Iowa helped put Barack Obama in the White House and keep him there, but it's proven to be Clinton's most difficult swing state.
Image: US-VOTE-DEMOCRATS-CLINTON
Democratic presidential nominee Hillary Clinton takes a selfie with supporters after speaking during an Iowa Democratic party early vote rally September 29, 2016 in Des Moines, Iowa.BRENDAN SMIALOWSKI / AFP - Getty Images

Hillary Clinton is returning to Iowa, a state that helped put Barack Obama in the White House but one that has also proven troublesome for the presidential contender.

Flanked by the heads of several major women's groups, on Friday Clinton will make what her campaign bills as a final pitch to women about the importance of voting.

Iowa has long been a thorn in Clinton’s side, derailing her first presidential bid in 2008 when she lost the state's critical caucus to Obama, and nearly doing so again this year when she eked out a razor-thin win against Bernie Sanders.

Now it has become the single hardest battleground state on the map for Clinton, who has visited only a tiny handful of times since the caucuses in February.

Obama won Iowa by six percentage points in 2012 and 10 in 2008, but Donald Trump leads Clinton by 4 points in the most recent Des Moines Register poll.

For Obama, it was personal.

"No matter what, you — the people of Iowa — had my back,” he said while campaigning in Council Bluffs in 2012. "You believed in me, and I believed in you."

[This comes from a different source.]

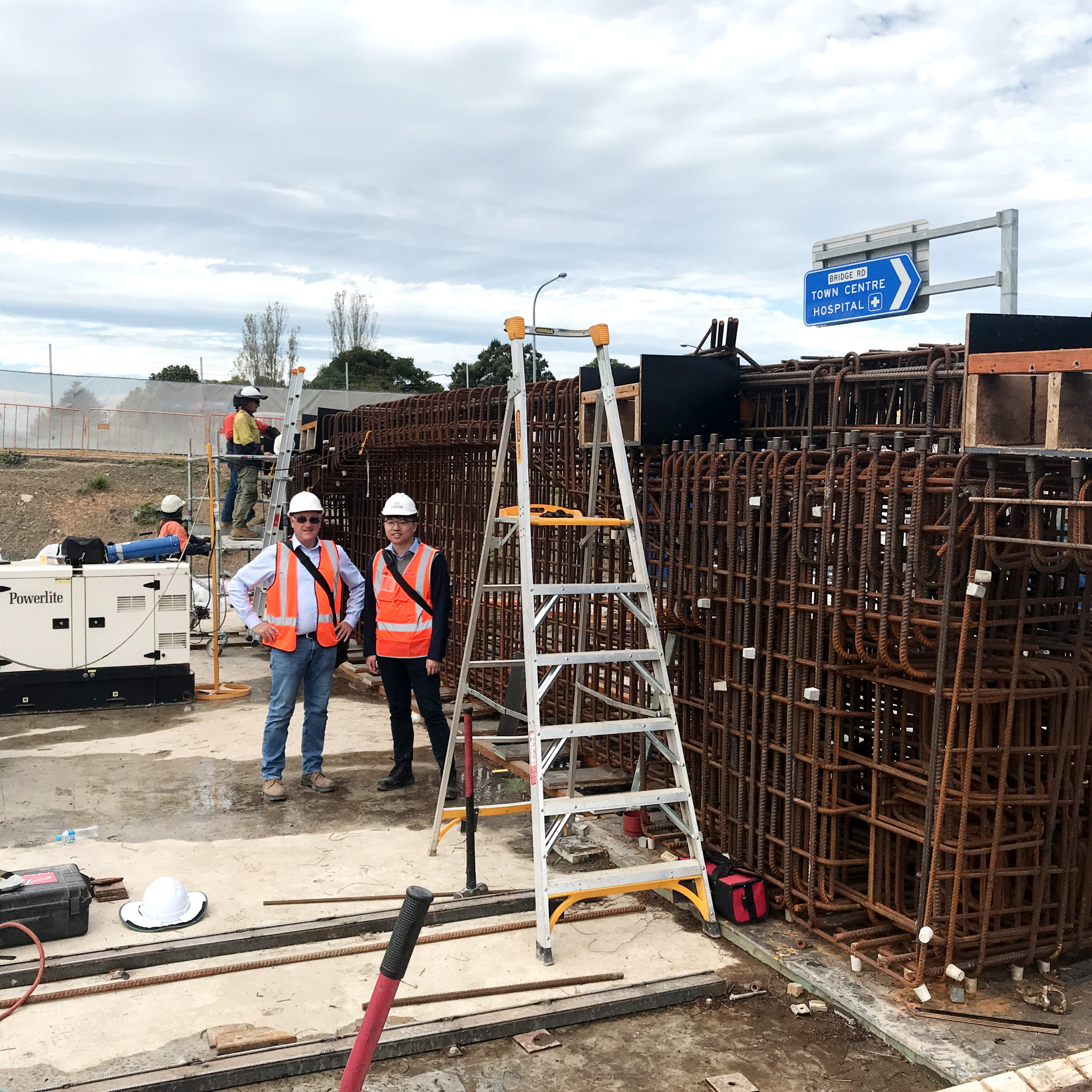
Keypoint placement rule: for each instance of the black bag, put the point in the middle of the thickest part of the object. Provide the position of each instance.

Related: Conflicting Polls, One Conclusion: Clinton is Ahead

Clinton, meanwhile, doesn’t need the state to secure the 270 electoral votes necessary to win the presidency. So it has fallen to bottom of her priority list, even behind states that are historically much more challenging for Democrats, like North Carolina, which is much more diverse.

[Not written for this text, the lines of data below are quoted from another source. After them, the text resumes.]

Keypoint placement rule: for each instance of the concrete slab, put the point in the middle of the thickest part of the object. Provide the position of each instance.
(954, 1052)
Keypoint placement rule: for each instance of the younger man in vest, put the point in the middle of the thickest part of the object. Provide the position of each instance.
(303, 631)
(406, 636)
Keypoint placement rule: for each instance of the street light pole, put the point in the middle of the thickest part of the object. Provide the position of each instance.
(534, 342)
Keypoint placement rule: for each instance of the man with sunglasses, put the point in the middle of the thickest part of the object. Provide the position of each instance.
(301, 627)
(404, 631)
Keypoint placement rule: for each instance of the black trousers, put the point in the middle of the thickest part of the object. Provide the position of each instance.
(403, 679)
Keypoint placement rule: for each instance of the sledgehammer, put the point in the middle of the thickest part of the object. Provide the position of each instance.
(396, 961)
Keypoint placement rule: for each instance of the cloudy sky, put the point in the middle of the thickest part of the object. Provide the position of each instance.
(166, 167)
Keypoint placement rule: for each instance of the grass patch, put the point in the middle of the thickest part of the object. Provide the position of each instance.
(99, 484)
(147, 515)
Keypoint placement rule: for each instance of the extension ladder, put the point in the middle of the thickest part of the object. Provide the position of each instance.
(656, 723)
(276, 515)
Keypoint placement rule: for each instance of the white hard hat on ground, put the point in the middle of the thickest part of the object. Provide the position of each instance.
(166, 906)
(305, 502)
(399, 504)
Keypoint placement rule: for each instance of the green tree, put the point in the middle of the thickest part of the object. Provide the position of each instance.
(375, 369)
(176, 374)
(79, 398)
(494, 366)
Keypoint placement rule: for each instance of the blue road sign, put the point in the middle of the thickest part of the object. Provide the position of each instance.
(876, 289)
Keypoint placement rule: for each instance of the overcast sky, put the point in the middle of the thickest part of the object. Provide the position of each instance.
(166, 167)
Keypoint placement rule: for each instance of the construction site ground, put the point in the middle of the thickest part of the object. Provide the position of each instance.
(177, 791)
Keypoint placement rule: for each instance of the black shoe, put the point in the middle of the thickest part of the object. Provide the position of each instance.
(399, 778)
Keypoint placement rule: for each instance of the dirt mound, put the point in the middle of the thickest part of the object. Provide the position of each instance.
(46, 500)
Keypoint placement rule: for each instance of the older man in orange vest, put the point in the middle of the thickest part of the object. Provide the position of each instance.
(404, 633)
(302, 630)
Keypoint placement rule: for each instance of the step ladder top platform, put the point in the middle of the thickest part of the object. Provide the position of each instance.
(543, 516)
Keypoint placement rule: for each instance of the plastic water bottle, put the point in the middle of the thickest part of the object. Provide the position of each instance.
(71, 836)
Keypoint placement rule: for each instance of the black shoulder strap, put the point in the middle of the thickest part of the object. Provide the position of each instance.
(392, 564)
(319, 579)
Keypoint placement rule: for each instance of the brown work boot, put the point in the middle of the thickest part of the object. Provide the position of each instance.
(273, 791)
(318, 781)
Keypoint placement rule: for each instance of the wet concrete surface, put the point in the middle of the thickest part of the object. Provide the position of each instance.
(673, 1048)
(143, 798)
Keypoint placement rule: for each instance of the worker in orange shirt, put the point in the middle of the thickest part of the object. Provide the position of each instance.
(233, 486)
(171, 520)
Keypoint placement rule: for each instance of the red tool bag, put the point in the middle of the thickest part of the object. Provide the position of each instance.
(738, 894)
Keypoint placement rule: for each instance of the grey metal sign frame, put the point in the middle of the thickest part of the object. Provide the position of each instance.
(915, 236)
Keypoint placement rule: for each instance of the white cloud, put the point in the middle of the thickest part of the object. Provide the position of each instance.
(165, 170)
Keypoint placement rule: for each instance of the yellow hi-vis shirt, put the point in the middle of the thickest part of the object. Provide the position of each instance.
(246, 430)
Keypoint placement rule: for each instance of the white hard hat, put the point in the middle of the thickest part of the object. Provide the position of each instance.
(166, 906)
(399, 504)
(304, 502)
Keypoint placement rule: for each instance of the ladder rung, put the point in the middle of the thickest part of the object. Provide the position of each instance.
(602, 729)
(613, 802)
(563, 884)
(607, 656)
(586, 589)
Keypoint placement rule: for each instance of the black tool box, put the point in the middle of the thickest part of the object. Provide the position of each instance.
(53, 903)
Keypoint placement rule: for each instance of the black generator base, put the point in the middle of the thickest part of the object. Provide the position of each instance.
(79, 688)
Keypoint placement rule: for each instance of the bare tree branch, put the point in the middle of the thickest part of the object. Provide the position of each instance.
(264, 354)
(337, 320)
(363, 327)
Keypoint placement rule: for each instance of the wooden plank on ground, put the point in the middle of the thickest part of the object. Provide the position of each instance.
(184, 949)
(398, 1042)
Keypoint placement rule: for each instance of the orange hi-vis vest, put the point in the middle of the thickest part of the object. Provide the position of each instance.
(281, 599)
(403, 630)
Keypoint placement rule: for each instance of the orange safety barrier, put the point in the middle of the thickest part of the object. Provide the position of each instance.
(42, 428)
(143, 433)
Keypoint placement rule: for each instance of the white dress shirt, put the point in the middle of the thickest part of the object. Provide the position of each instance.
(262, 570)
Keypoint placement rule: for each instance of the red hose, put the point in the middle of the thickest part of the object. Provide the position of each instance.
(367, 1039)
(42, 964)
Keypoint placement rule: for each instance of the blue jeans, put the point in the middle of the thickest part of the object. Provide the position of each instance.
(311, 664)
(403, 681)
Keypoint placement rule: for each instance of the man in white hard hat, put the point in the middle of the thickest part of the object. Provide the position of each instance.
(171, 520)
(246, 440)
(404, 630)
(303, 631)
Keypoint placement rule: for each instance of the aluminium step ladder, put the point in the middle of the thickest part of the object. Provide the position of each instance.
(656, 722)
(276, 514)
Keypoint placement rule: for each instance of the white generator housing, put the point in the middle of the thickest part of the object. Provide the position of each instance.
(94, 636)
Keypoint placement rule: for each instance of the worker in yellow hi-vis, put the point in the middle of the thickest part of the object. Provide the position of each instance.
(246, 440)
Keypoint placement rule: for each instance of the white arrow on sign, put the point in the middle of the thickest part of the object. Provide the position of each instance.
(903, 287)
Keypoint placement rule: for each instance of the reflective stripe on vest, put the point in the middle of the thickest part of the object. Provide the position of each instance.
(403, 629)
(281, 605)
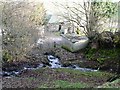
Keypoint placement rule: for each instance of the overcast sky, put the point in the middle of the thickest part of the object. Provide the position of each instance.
(51, 9)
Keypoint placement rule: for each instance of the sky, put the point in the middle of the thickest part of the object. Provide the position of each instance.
(51, 9)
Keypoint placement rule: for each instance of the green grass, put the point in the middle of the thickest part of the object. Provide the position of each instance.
(64, 84)
(78, 72)
(114, 84)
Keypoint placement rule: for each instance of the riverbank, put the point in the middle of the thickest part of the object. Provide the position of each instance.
(56, 78)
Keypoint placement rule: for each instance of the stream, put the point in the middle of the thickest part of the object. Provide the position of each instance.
(53, 61)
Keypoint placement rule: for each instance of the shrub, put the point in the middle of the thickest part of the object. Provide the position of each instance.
(20, 21)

The issue may have more to do Trump, however, than Clinton.

"Demographically, it’s a great fit for Trump," said Jeff Link, a top Iowa Democratic strategist. "We have very small Latino and African American populations and our voters skew older rather than younger."

Iowa has the largest percentage of white voters without college degrees of any battleground state — Trump’s prime demographic. It’s one of the few places were the Democrats’ support base still consists mainly of white blue-collar workers.

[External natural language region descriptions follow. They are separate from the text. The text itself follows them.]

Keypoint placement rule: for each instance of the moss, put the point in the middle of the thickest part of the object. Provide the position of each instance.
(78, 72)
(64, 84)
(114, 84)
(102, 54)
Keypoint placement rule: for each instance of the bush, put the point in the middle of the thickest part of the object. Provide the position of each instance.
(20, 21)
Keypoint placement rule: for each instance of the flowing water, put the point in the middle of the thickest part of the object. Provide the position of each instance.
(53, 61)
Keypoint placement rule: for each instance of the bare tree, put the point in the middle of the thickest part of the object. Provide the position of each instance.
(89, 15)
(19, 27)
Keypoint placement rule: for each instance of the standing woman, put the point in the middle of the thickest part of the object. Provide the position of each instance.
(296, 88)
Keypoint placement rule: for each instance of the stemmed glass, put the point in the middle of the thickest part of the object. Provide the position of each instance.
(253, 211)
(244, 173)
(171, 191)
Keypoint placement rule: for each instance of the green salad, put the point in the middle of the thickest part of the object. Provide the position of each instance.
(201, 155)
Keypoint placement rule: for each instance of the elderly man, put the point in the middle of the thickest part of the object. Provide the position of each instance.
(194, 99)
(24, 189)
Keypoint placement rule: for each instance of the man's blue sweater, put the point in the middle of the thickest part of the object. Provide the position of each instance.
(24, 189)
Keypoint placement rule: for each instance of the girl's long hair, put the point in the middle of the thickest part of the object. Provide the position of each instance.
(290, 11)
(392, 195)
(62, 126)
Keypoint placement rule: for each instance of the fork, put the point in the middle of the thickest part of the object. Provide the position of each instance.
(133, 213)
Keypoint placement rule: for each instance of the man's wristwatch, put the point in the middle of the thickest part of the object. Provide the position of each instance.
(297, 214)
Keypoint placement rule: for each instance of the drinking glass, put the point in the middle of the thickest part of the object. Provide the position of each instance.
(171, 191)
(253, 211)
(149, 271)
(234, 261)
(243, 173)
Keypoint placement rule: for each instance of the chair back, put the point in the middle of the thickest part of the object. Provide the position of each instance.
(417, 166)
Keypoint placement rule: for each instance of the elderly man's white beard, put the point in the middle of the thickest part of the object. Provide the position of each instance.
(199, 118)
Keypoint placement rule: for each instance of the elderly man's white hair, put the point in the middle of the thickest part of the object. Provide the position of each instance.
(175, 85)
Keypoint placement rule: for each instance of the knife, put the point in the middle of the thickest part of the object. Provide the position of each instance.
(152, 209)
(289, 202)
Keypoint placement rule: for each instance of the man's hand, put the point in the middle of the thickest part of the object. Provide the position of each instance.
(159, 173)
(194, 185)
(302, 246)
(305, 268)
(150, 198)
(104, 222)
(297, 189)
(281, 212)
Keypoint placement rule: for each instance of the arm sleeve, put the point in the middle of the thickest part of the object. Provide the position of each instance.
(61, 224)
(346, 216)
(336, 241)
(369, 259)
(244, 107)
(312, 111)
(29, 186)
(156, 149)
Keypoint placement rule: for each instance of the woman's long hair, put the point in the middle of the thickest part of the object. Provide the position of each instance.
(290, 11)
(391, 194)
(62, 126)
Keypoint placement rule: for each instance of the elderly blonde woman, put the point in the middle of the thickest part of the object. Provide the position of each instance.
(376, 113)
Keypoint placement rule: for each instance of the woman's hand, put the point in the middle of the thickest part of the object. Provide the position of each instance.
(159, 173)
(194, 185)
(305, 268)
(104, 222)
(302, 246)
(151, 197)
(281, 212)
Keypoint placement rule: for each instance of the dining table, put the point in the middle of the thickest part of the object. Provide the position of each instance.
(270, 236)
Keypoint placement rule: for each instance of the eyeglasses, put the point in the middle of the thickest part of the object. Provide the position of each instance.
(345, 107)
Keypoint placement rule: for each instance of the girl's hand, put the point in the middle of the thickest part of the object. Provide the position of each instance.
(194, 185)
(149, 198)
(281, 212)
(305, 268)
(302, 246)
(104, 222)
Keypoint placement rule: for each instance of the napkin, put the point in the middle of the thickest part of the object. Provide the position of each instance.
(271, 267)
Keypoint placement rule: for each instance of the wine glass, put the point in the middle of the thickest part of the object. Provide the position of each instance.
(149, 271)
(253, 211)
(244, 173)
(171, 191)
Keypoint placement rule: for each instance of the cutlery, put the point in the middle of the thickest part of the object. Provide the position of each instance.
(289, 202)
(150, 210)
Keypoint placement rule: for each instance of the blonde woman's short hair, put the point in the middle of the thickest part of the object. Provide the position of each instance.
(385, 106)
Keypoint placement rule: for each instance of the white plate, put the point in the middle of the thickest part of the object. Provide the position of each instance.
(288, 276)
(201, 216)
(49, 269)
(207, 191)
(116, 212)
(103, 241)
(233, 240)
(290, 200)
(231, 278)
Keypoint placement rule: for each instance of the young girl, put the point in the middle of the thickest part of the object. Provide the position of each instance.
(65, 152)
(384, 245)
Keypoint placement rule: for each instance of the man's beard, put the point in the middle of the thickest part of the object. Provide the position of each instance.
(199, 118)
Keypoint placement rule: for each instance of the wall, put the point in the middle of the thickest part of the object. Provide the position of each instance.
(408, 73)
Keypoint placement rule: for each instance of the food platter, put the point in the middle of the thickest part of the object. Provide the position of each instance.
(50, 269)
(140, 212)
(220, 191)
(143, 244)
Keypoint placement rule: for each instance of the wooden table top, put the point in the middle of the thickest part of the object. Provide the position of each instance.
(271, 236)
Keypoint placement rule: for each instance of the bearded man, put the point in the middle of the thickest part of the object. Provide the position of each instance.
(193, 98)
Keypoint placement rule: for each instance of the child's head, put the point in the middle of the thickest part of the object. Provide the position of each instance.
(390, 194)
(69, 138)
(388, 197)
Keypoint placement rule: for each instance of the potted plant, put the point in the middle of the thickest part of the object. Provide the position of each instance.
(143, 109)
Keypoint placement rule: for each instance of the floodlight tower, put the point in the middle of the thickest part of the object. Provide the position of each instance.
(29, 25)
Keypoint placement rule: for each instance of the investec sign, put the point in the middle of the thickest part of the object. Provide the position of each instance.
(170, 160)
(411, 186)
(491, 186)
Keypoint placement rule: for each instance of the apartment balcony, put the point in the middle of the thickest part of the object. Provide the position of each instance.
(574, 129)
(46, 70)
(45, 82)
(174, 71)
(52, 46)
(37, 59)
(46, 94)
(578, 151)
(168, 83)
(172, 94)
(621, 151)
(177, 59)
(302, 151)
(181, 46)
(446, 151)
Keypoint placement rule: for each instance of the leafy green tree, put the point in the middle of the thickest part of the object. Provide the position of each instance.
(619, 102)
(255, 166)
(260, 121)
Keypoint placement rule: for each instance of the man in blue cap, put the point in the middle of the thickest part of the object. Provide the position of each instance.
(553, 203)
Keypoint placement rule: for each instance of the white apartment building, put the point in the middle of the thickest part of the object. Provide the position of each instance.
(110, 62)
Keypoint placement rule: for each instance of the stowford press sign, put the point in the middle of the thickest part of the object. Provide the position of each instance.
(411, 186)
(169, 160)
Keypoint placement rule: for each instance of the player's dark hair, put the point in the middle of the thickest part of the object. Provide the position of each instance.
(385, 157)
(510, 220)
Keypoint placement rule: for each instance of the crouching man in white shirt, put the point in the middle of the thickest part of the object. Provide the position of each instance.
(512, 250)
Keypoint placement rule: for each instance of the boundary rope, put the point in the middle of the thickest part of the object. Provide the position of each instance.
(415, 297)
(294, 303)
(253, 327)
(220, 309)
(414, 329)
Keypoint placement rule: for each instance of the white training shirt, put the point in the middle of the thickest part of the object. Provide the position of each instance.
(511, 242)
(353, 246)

While Obama won the state in 2012 by portraying Romney as an out-of-touch plutocrat, this year’s GOP nominee has tapped into the state’s well-known populist streak with his anti-trade, anti-elitist message.

Meanwhile, Trump has been buoyed by a unified Republican establishment in his corner. Aside from a state senator from the northwest of the state, "we have no high profile Republicans rejecting Trump like in many other states," said Link.

Popular GOP Gov. Terry Branstad, who won 98 of Iowa’s 99 counties in 2014 to secure his sixth term, has been a vocal defender of Trump. The governor’s son, Eric Branstad, is running Trump’s campaign in Iowa.

"Thanks to the united effort here in Iowa, we will have the resources necessary to continue this program and get Republicans to the polls on and before Election Day," said Iowa GOP Chair Jeff Kaufmann in a statement.

Related: Trump's Battleground Map Makes Rosy Assessments of Toss-Up States

Working in Clinton’s favor, however, is what Democrats call a superior get-out-the-vote operation, run by veterans of Obama’s campaigns.

"If Hillary Clinton wins the state of Iowa, it’s going to be because of her ground game," said Norm Sterzenbach, the former executive director of the Iowa Democratic Party.

Clinton has kept staff on the ground since the caucus in February, and they’ve spent the past 10 months preparing for Nov. 8.

It showed in a new Quinnipiac poll, which found Clinton leading by a 34 point margin among early voters — a wider lead than Obama’s among early voters in 2012, according to Democrats.

The poll, the most recent of the state, also showed Clinton closing the gap with Trump to a tie.

Quinnipiac Assistant Polling Director Peter Brown characterized the race as a "dead heat."